Aduan Pelanggaran Kode Etik Penyelenggara Pilkada 2020 di DKPP Sudah 102 Kasus

Anggota Dewan Kehormatan Penyelenggara Pilkada (DKPP) Didik Supriyanto. Ist

SULSELSATU.com, MAKASSAR – Aduan dugaan pelanggaran kode etik penyelenggara Pilkada tahun 2020 per 11 November sudah mencapai 102 kasus.

Anggota Dewan Kehormatan Penyelenggara Pilkada (DKPP) Didik Supriyanto saat berada di Makassar mengatakan berbagai macam laporan diadukan ke pihaknya, lantaran KPU maupun Bawaslu diduga tak profesional dalam tahapan Pilkada.

“Jadi per 11 November 2020 sudah ada 102 laporan masuk ke DKPP terkait Pilkada 2020. Mereka dilaporkan tidak profesional dan melanggar kode etik,” kata Didik.

Didik merinci tahapan yang dilaporkan ke DKPP, terbanyak adalah pemenuhan persyaratan dukungan pasangan calon, ada 33 laporan. Selanjutnya, pembentukan pengawas kabutaen/kota, kecamatan , desa/kelurahan dan TPS 20 kasus.

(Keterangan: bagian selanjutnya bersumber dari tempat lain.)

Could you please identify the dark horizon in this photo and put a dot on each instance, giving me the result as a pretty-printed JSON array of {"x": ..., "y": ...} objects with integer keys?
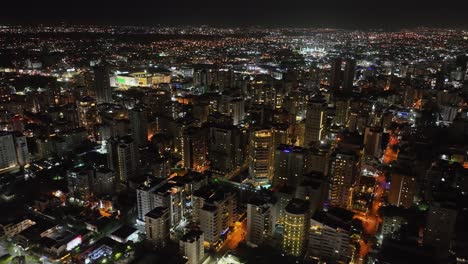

“Lalu pembentukan PPK, PPS, dan KPPS itu 19 laporan. Pendaftaran pasangan calon 9 kasus, penetapan pasangan calon 9 kasus. selanjutnya verifikasi persyarata pencalonan dan syarat calon 8 laporan. Terakhir pemutakhiran dan penyusunan daftar pemilih 1 kasus dan pelaksanaan kampanye juga 1 kasus,” ungkap Didik.

Didik melanjutkan bahwa, DKPP bekerja pasif, dalam artian pihaknya akan bekerja bila ada laporan dugaan pelanggaran kode etik ke DKPP.

“Jadi berdasarkan aturan yang ada kami bekerja berdasarkan laporan, karena DKPP itu sifatnya pasif. Semua laporan yang masuk ini sudah ada yang diproses dan berjalan,” tutur dia.

Meski begitu, Didik menjelaskan bahwa DKPP tidak akan membebani KPU dan Bawaslu dalam menyelenggarakan tahapan Pilkada, sehingga 1 hari jelang pencoblosan proses laporan dihentikan sementara.

“Ini dilakukan agar teman-teman KPU dan Bawaslu bisa fokus menuntaskan Pilkada, laporan yang masuk akan kita lanjutkan setelah Pilkada selesai, karena laporan ini tidak ada masa kadaluarsanya,” tuturnya.